Kirche(n) zu verkaufen! Wer kreative Ideen hat und ausreichend Finanzmittel, kann in Mülheim derzeit ein katholisches Gotteshaus – oder auch zwei – samt Grundstück und Pfarrzentrum erwerben und entsprechend einiger Vorgaben neu- bzw. umgestalten. Auf der Homepage des Bistums Essen finden sich die spannenden Immobilienangebote. Aus hinlänglich bekannter Finanznot muss sich die katholische Kirchengemeinde St.
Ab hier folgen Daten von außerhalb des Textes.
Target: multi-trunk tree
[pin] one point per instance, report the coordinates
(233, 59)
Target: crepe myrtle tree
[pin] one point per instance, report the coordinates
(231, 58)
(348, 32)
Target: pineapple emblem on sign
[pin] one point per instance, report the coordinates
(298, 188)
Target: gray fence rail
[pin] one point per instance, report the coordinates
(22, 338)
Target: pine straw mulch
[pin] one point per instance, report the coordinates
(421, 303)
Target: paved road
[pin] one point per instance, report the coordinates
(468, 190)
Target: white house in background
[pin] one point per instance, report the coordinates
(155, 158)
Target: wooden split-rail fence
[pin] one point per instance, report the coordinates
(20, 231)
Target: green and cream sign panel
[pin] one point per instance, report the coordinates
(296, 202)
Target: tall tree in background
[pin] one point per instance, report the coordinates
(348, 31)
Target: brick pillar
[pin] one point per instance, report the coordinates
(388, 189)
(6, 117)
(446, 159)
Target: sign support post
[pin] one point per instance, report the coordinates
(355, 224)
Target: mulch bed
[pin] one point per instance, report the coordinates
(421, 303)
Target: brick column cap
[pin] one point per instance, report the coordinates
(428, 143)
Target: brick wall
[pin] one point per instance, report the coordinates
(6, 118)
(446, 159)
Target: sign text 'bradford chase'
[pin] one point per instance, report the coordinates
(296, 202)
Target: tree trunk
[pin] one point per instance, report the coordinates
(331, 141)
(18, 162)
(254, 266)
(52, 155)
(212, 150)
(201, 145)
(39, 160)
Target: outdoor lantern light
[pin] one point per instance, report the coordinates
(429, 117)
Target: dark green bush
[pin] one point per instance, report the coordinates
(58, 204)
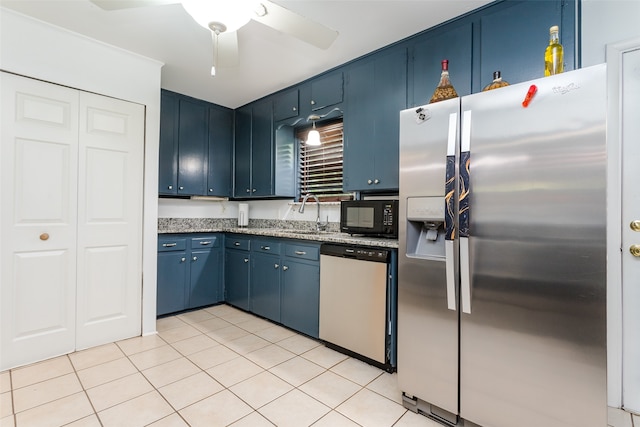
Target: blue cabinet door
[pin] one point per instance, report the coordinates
(513, 36)
(205, 277)
(172, 277)
(286, 105)
(220, 152)
(262, 149)
(265, 285)
(237, 278)
(168, 156)
(376, 92)
(327, 90)
(452, 42)
(301, 296)
(192, 148)
(242, 155)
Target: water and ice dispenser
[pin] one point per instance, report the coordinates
(425, 227)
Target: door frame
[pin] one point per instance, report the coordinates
(615, 342)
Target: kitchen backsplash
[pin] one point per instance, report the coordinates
(195, 225)
(285, 210)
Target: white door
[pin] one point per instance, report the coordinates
(630, 154)
(110, 182)
(39, 162)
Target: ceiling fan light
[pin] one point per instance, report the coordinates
(313, 138)
(232, 14)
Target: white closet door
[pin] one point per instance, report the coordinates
(630, 234)
(39, 156)
(109, 220)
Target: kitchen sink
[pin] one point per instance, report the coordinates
(292, 231)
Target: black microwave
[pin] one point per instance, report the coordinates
(370, 217)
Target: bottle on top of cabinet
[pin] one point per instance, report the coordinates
(445, 89)
(496, 83)
(553, 55)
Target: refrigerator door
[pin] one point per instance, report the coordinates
(427, 302)
(533, 332)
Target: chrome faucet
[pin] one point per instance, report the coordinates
(319, 225)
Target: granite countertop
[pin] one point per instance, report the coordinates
(300, 230)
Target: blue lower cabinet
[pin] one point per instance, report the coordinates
(278, 279)
(236, 270)
(265, 285)
(300, 296)
(189, 272)
(172, 276)
(206, 277)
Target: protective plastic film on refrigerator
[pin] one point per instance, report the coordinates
(502, 267)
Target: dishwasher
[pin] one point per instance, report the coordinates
(357, 296)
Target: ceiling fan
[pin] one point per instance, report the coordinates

Barbara von zwei besonderen Objekten trennen: von St. Engelbert in Eppinghofen und St. Albertus Magnus in Styrum.
Die Nachricht ist nicht neu, doch mittlerweile nimmt die Entwicklung Fahrt auf. Was seit Jahren diskutiert wird, könnte bald Realität werden. Die Angebotsverfahren laufen seit kurzem; potenzielle Investoren können Interesse bekunden und bis zum 27. Mai Ideen für St. Engelbert einreichen sowie bis zum 24. Juni für St. Albertus Magnus. Einer, der sehr gespannt ist, was da kommen wird, ist Christian Böckmann, Pfarrer von St. Barbara und St. Mariä Himmelfahrt. Für ihn ist elementar, „dass es dem Käufer nicht um reine Profitinteressen geht“. Er hofft auf „etwas Soziales, Nachhaltiges, das den Menschen im Stadtteil zugutekommt“.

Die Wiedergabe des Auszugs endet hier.